Easily one of the most fascinating releases this year, this album calls for purposeful listening. There is immense value in listening to someone who offers wide-angle portraits of tiredness and trauma via wit-leveled rhythm. Beer and existential contemplation make for a good Friday, yes?
Concept albums are among the most satisfactory acts of creation a musician can undertake. Simultaneously, they are astonishingly easy to infuse with disingenuous prattle and ornamental sound-swathes substantiated with little to no narrative.
It is best to approach concept albums with scepticism. Translating grand ideation to palpable, perceivable execution is akin to pulling colour and skin out of thin air.

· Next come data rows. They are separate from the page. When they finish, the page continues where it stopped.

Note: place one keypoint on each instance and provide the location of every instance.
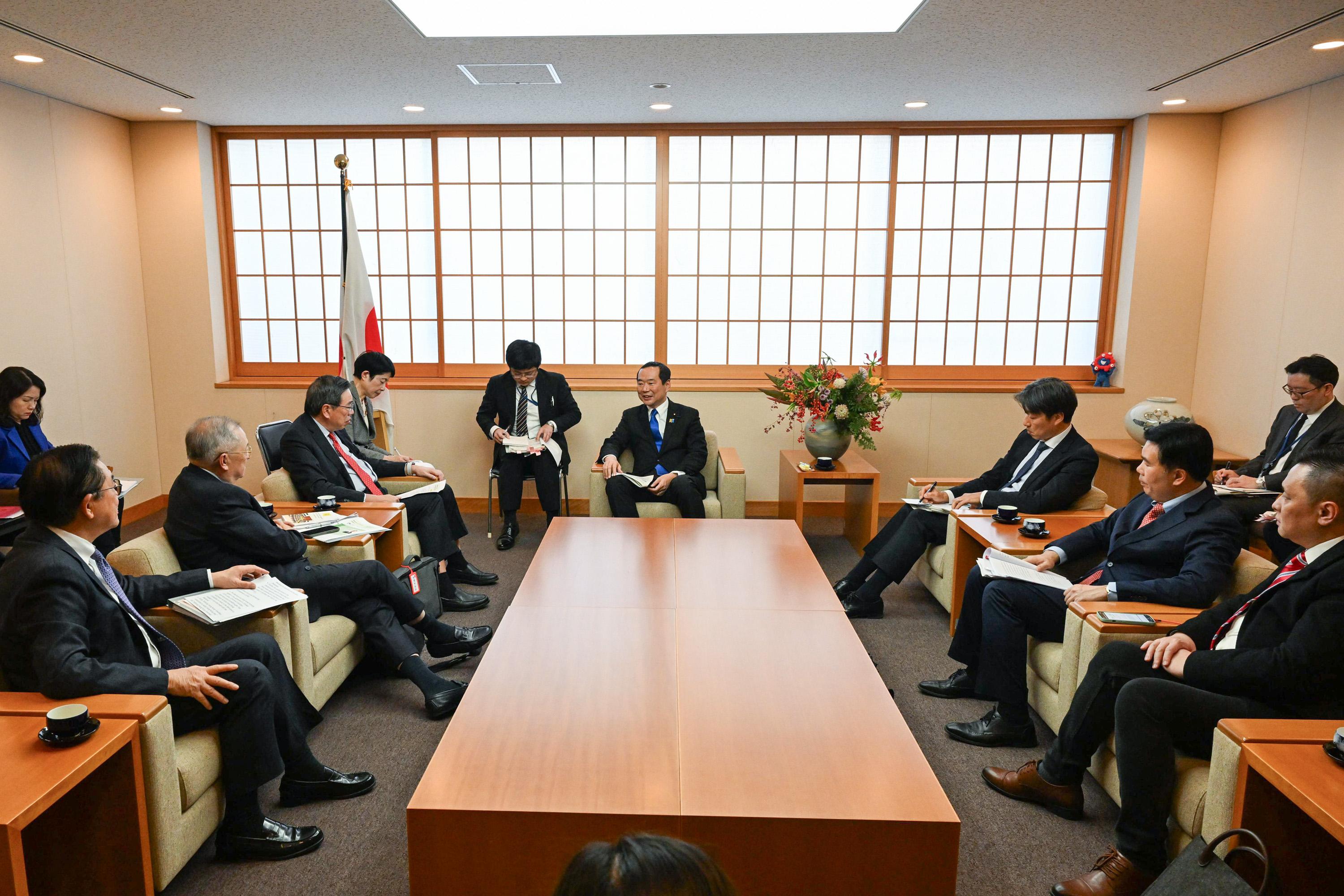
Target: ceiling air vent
(511, 73)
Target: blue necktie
(1026, 468)
(658, 439)
(170, 655)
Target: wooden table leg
(861, 513)
(791, 492)
(390, 547)
(968, 550)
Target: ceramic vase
(826, 439)
(1152, 412)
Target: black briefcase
(1199, 872)
(420, 575)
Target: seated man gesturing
(213, 523)
(72, 626)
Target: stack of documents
(996, 564)
(225, 605)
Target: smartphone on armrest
(1127, 618)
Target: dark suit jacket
(1064, 477)
(554, 402)
(1288, 650)
(307, 453)
(215, 526)
(61, 632)
(683, 443)
(1183, 558)
(1328, 429)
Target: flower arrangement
(822, 392)
(1104, 367)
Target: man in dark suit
(1315, 418)
(322, 460)
(1273, 653)
(527, 402)
(72, 626)
(668, 445)
(1047, 468)
(214, 523)
(1171, 544)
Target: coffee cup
(68, 719)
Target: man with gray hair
(211, 517)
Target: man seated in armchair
(1273, 653)
(72, 626)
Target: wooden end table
(73, 818)
(862, 492)
(1117, 469)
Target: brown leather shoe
(1027, 785)
(1113, 875)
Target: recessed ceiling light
(550, 19)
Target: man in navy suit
(668, 444)
(1172, 544)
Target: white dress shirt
(1307, 425)
(85, 551)
(1312, 552)
(1167, 508)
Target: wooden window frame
(690, 378)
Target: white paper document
(996, 564)
(225, 605)
(425, 489)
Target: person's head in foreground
(644, 866)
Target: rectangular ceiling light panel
(594, 18)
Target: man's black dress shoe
(992, 730)
(508, 536)
(445, 702)
(334, 785)
(468, 574)
(959, 685)
(857, 609)
(457, 601)
(465, 640)
(269, 840)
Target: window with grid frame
(955, 253)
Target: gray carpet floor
(377, 723)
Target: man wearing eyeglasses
(1315, 418)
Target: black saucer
(1334, 753)
(68, 741)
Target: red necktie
(1284, 575)
(1148, 517)
(359, 469)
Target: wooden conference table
(687, 677)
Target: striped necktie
(1289, 570)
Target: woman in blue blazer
(21, 422)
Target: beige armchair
(725, 482)
(935, 567)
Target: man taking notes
(213, 521)
(1273, 653)
(72, 626)
(1047, 468)
(668, 445)
(1171, 544)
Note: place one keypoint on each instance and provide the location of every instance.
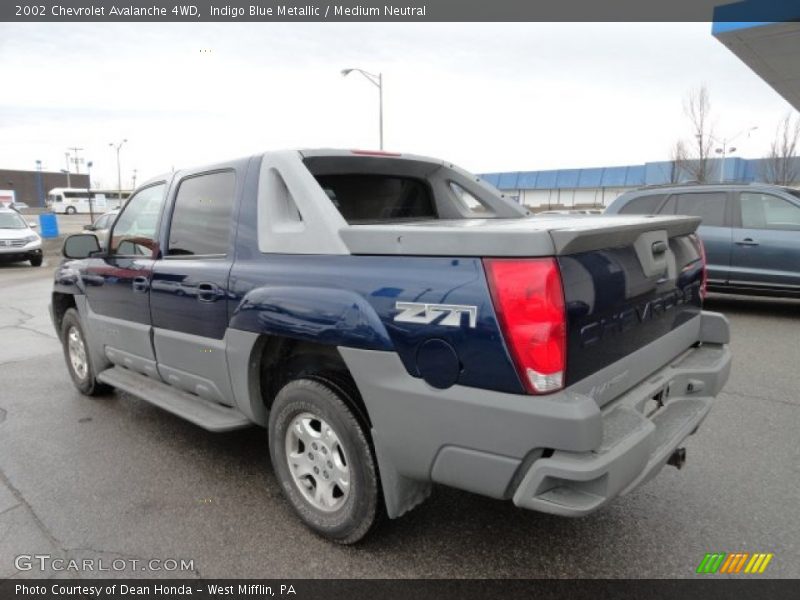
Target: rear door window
(765, 211)
(201, 221)
(643, 205)
(709, 206)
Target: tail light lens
(529, 301)
(704, 278)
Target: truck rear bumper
(641, 430)
(562, 453)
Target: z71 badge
(448, 315)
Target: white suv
(18, 241)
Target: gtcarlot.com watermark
(47, 562)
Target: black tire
(85, 381)
(359, 509)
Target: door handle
(140, 284)
(209, 292)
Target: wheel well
(280, 360)
(61, 303)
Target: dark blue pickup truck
(395, 322)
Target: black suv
(751, 232)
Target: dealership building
(770, 49)
(31, 187)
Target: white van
(71, 201)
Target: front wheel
(76, 353)
(323, 460)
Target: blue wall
(652, 173)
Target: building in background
(598, 187)
(31, 187)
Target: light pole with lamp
(89, 191)
(39, 187)
(725, 149)
(118, 147)
(377, 81)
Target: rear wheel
(76, 354)
(323, 460)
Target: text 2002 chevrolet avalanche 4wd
(393, 322)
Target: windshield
(12, 221)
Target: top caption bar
(401, 11)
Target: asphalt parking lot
(117, 478)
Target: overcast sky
(490, 97)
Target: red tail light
(529, 301)
(702, 250)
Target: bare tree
(697, 108)
(782, 166)
(678, 161)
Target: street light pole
(77, 159)
(725, 149)
(377, 81)
(89, 190)
(39, 194)
(66, 155)
(118, 147)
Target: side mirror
(80, 245)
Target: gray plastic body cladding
(245, 374)
(476, 439)
(413, 421)
(635, 446)
(196, 364)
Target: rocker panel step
(208, 415)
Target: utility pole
(76, 159)
(39, 187)
(66, 156)
(89, 191)
(118, 147)
(377, 81)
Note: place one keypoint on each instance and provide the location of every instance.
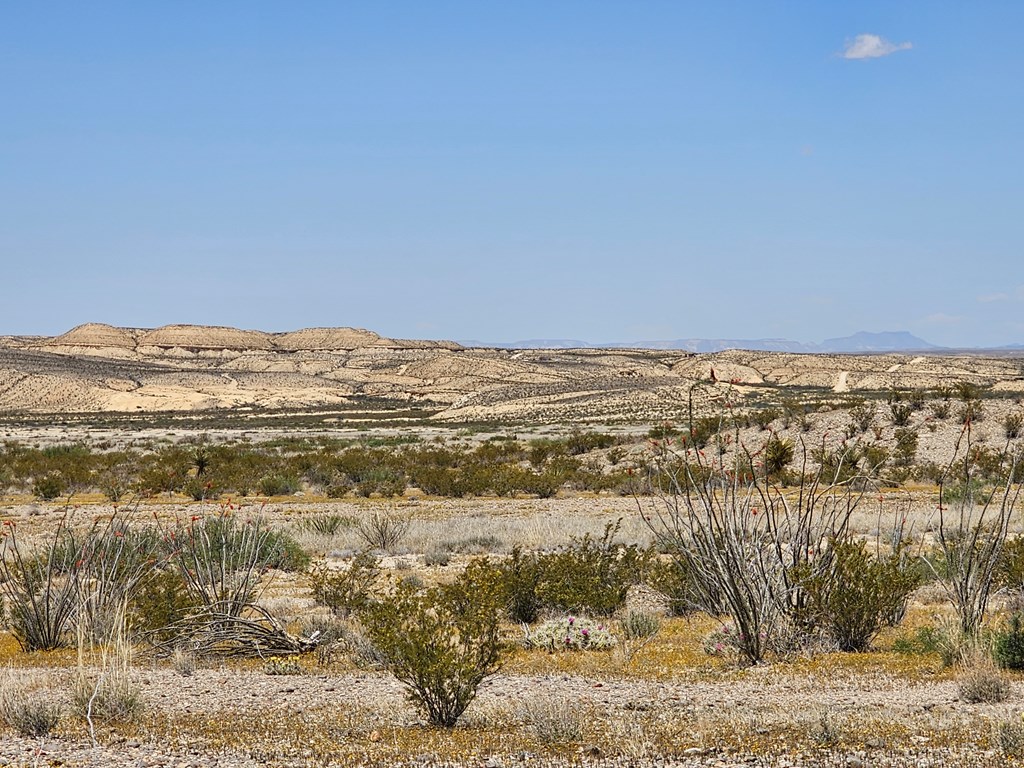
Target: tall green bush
(440, 643)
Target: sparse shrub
(282, 666)
(1010, 568)
(858, 594)
(383, 530)
(906, 446)
(279, 484)
(900, 413)
(674, 580)
(982, 682)
(973, 530)
(1009, 737)
(640, 625)
(326, 524)
(591, 576)
(40, 589)
(723, 641)
(764, 417)
(570, 633)
(383, 481)
(826, 732)
(161, 600)
(971, 412)
(436, 557)
(200, 489)
(347, 590)
(1008, 645)
(437, 643)
(924, 640)
(112, 695)
(554, 720)
(183, 662)
(28, 706)
(221, 560)
(49, 486)
(778, 453)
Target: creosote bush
(1008, 646)
(859, 593)
(347, 590)
(440, 643)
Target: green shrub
(639, 625)
(778, 453)
(279, 484)
(438, 643)
(49, 486)
(282, 666)
(859, 593)
(327, 524)
(386, 482)
(345, 591)
(1008, 647)
(591, 576)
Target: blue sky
(605, 171)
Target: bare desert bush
(859, 593)
(222, 558)
(40, 588)
(750, 545)
(555, 720)
(383, 529)
(115, 557)
(973, 526)
(982, 682)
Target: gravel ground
(764, 700)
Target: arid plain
(597, 421)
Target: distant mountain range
(861, 342)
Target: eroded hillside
(101, 369)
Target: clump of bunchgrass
(383, 529)
(1008, 735)
(554, 720)
(282, 666)
(982, 682)
(28, 705)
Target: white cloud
(990, 298)
(871, 46)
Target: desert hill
(95, 368)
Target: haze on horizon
(459, 170)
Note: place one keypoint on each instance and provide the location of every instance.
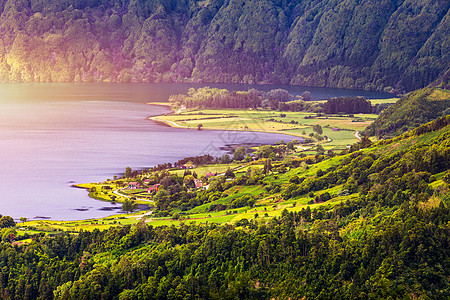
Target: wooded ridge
(372, 45)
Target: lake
(55, 135)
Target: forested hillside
(383, 235)
(412, 110)
(375, 45)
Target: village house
(153, 188)
(133, 185)
(210, 175)
(198, 183)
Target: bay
(55, 135)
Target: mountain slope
(412, 110)
(364, 44)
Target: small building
(153, 188)
(198, 183)
(189, 165)
(133, 185)
(208, 175)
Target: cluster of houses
(133, 185)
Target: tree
(267, 166)
(129, 205)
(225, 159)
(317, 128)
(306, 95)
(7, 221)
(127, 172)
(229, 174)
(239, 153)
(320, 149)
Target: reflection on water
(52, 136)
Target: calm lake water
(55, 135)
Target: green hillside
(369, 224)
(412, 110)
(374, 45)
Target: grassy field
(340, 129)
(267, 205)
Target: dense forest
(375, 45)
(410, 111)
(389, 239)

Rainburn did exactly that.
I try not to demand absolute polish and profundity out of debuts, mainly because the debut is, despite the members’ previous tenure, the etching of a still immature history. A new band starts out with storytelling that does not have the liberty of being shaped by any perspective but theirs.
However, Insignify whispers, moans and often wails stories that possess the subdued confidence of individual conviction. In your mind’s eye, imagine four men sitting together, discussing how they can replicate the vagaries and tragedies of split-sanity. As the album progresses, it becomes evident that the speakers residing in it suffer from a morbid, almost Gnostic despair.
Driven mad by the sludge of “emotional anagrams”, songs like “Mirrors” and “Someone New” claw at the strictures of large-world-apathy. Frontman Vats Iyengar leads a dissonance-stricken choir to exalt a reality that is best understood with a broken mind.
The album reaches towards achieving the resonance of a Samuel Beckett-style nightmare. “Purpose”, for instance is a delirious harmonic replica of fraught consciousness. Voices lash at each other, seeking conquest in their expression of futility. “Suicide Note” progresses with militaristic precision, and is easily the most potent track for encouraging obsession with itself.
Rainburn’s eagerness to hold mirrors up to our drunk and delirious soulscape is well worth reward. They play with and question their own compositions, often using masterful string-strokes to disrupt their own rhythmic symmetry. How much do you want to bet that these guys crouched around a screen some time recently, watching Eraserhead and nodding in agreement to it?